Ya, banyak kali saya menjumpai anak-anak, konteksnya Filipina, yang dengan berani mengatakan jika orangtua mereka bercerai. Tanpa beban. Walau demikian, mereka tetap menjalin relasi baik dengan kedua orangtua mereka.
Penjelasan atas masalah kepada anak-anak sangatlah penting. Setelah dijelaskan anak-anak memahami dan menerima situasi yang terjadi pada orangtua mereka.
Tentunya, ini bergantung pada pemahaman dari anak-anak itu sendiri. Anak-anak sudah dibekali pemahaman tentang situasi yang sementara terjadi. Namun, awalnya pasti sulit.
Dalam salah satu acara kontes Voice Teen Filipina yang disiarkan salah satu stasiun TV, saya menonton kesaksian hidup salah seorang peserta anak remaja laki-laki. Orangtuanya bercerai.
Dia harus tinggal bersama ibunya. Sementara ayahnya pergi ke Amerika Serikat dan mempunyai keluarga sendiri di AS.
Dari penuturan peserta itu, dia masih merasa kecewa dengan ayahnya walau ayahnya tetap berkontak dengannya.
Reaksi dari presenter acara cukup menarik untuk direnungkan. Menurutnya, orangtuanya boleh saja bercerai sebagai suami dan istri, tetapi mereka tidak boleh bercerai sebagai orangtua. Dalam arti, perceraian itu menghilangkan peran orangtua kepada anak-anak.
Pernyataan ini bisa menjadi undangan bagi banyak orangtua yang memilih perceraian. Perceraian seyogianya tidak memisahkan peran mereka sebagai orangtua. Perceraian boleh saja menghancurkan ikatan antara suami dan istri. Tetapi tanggung jawab mereka sebagai orangtua, ayah dan ibu tidak berakhir, tetapi dilanjutkan.

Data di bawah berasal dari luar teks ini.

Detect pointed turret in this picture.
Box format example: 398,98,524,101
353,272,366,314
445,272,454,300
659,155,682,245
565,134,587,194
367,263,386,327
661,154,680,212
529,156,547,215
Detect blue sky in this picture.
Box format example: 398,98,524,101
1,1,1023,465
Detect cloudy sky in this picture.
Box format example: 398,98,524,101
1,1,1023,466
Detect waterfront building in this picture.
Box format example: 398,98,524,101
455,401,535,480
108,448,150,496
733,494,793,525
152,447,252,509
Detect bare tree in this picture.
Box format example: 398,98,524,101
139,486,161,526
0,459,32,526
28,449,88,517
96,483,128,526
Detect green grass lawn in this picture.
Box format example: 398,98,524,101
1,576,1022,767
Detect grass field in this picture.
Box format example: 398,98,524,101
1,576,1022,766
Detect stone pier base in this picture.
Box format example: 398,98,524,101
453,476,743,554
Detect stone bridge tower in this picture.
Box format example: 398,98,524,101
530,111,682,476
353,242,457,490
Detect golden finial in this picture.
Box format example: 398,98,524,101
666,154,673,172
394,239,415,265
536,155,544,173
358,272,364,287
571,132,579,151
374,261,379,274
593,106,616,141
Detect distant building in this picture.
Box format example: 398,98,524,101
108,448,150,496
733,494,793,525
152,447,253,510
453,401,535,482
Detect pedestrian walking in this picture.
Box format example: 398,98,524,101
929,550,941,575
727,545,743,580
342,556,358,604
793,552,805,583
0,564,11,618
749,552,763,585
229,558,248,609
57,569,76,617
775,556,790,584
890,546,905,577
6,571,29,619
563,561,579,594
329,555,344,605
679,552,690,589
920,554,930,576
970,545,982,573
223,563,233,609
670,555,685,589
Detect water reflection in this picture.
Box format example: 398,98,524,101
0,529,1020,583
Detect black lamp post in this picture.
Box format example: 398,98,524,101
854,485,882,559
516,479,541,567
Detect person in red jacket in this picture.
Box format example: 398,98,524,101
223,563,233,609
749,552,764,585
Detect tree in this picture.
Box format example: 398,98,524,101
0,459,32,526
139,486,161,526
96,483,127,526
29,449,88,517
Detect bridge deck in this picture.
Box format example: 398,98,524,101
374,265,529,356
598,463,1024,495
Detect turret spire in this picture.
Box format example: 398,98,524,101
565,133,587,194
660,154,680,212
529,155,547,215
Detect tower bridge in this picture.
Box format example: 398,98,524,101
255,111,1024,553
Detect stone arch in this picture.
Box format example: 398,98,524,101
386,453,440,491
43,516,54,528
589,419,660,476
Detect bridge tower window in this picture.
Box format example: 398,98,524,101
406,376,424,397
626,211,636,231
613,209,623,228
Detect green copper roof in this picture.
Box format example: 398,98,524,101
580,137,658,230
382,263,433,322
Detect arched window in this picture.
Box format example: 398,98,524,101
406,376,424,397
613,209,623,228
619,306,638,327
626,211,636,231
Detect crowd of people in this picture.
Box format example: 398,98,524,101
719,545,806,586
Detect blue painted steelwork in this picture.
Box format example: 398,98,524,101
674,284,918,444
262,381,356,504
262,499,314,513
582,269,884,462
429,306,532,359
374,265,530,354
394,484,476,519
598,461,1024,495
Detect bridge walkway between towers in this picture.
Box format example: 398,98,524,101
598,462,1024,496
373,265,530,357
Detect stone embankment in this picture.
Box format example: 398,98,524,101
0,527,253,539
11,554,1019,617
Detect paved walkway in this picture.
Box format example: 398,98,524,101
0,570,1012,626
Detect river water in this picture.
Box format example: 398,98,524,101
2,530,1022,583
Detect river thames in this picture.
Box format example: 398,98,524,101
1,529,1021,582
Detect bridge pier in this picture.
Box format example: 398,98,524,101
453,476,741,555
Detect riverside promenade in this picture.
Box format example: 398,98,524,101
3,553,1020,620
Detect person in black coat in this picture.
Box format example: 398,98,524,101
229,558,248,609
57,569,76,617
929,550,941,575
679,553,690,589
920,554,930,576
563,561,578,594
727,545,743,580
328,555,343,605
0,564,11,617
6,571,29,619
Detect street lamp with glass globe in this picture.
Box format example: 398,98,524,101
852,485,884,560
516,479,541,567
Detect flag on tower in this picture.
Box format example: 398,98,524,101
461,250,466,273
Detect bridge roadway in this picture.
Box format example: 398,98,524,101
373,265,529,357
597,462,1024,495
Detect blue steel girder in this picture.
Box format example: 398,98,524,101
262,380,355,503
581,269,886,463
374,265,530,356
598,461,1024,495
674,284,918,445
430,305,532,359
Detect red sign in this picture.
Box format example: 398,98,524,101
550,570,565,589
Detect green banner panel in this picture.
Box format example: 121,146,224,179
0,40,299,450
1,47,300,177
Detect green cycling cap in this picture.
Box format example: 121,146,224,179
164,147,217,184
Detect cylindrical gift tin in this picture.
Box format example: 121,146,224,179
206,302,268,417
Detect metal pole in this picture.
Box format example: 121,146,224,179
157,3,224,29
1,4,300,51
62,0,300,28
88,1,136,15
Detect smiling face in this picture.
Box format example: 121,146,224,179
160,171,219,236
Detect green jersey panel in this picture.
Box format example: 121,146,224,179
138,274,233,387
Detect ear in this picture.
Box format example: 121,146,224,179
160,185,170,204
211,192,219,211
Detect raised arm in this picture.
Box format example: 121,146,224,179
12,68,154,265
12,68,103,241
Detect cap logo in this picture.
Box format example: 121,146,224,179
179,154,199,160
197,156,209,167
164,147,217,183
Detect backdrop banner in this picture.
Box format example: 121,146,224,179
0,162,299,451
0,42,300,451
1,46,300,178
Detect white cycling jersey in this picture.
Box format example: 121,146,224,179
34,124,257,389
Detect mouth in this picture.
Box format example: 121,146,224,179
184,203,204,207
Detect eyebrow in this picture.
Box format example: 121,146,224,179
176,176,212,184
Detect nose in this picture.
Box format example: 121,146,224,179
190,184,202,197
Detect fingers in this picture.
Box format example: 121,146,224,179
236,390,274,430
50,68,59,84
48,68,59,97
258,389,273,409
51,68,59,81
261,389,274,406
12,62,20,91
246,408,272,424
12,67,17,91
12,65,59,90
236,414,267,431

Ini bisa saja menjadi penghiburan bagi anak. Dengan ini, mereka tidak merasakan perpisahan sebagai situasi yang rumit. Toh, mereka masih merasakan kasih sayang dari kedua belah pihak, sebagai ayah dan ibu.
Hal ini bukanlah mustahil. Banyak orang yang melakukan dan mempraktikkannya. Meski bercerai, mereka tetap memainkan peran mereka sebagai orangtua bagi anak-anak. Dengan ini, anak-anak tidak terlalu berdampak dari keputusan orangtua bercerai sebagai pasangan suami dan istri.